I am not going to ask the question what is closure. This is a closure: eg:

List<Func<int>> add = new List<Func<int>>();

List<int> coll = new List<int>(){1,2,3,4,5};
foreach (int i in coll)
{
     add.Add(() => i*2);
}

Since the closures closes over variables, no doubt the result开发者_如何学Go would be 10 for all cases if we try to Invoke all the Func of "add" list. This made me thinking, if this is closure, then the following example should also be a closure.

//Indirect way of writing the same example
Enumerable.Range(1, 5).ToList().ForEach(x => add.Add(() => x * 2));

Here also we are closing over variable, so state of the variable should be the last value of the variable but turns out, it is not. It's not closure. Does lambda constructs its variable in immutable way i.e as soon as we change the value of x, a new variable is created to store the value ?


The difference is that the first example is sharing the same instance of i for each delegate, since i was captured once for the entire loop. The second example you have unique values from 1..5 for each function.

To make the first example work the same, you can use a local variable in the loop as follows, now x is captured separately for each function.

  foreach (int i in coll)
  {
    int x = i;
    add.Add(() => x * 2);
  }


Addtional Info

Here is a two part post on the topic by Eric Lippert

Closing over the loop variable considered harmful - Part 1

Closing over the loop variable considered harmful - Part 2


in your second example the x will change every time add.Add is called - in your first example the same variable "i" is caught in the closure.

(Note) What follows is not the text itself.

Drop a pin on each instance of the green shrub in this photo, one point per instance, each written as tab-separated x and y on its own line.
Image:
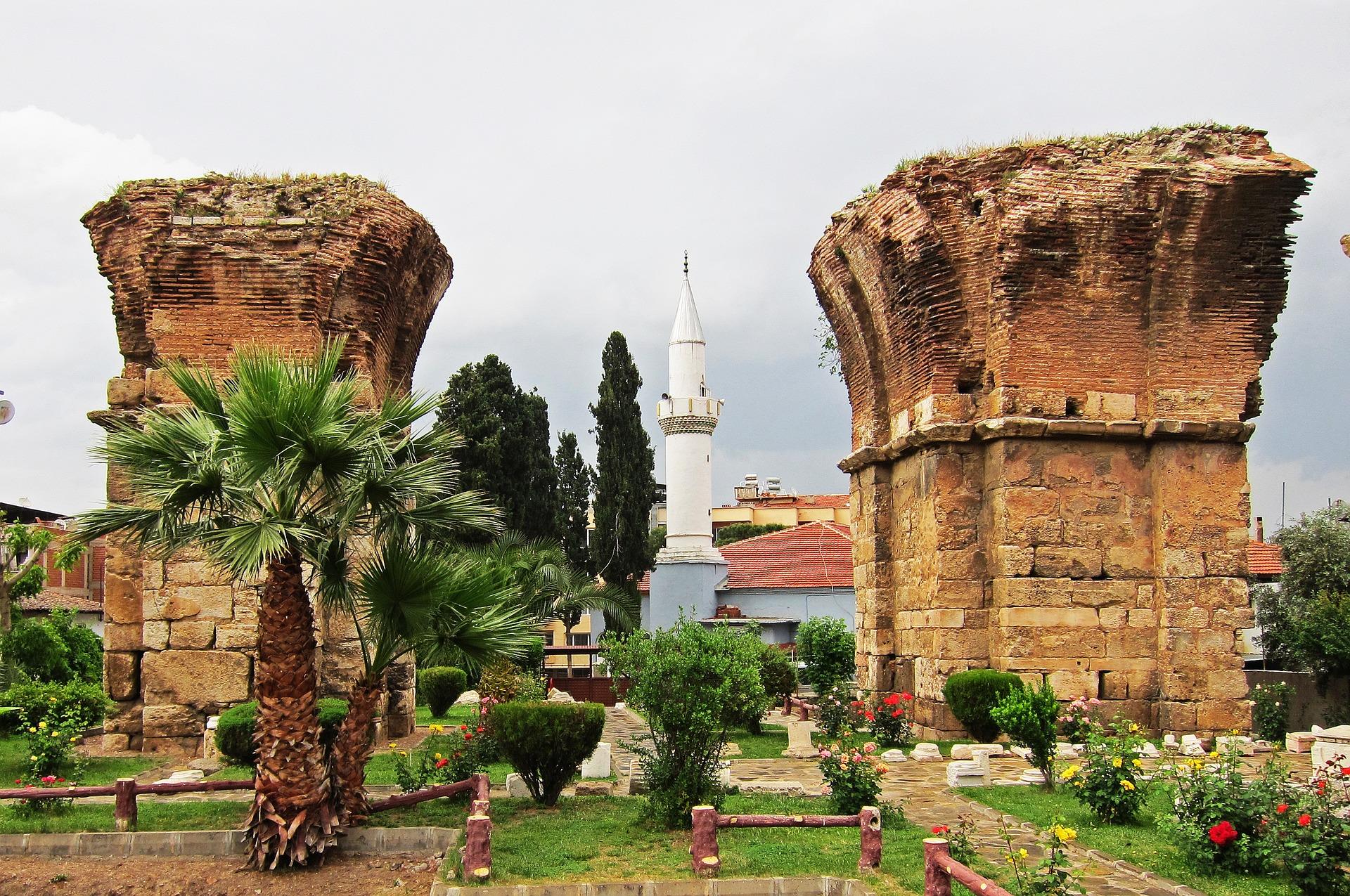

Aside from this you can think of a closure in .net just as a class-object that captures all "external" data not directly given in the context. In your first example you can think of creating a class with one Method (that does the i*2) and one field where a reference to your object "i" is remembered.


In your second example there still is a closure being created, capturing the variable x. The variable x is a new variable for every invocation though. A demonstration is perhaps in order.

class SomeClass
{
    List<int> col = new List<int> {1,2,3,4,5};

    void SomeFunction()
    {
        for (int x = 0; x < 6; x++)
            ForEachFunction(x);
    }

    void ForEachFunction(int x) 
    {
        // x here is a copy of the variable from the for loop
        col.Add(x);
    }
}

In your first example however, i was defined earlier, and was reused for each invocation.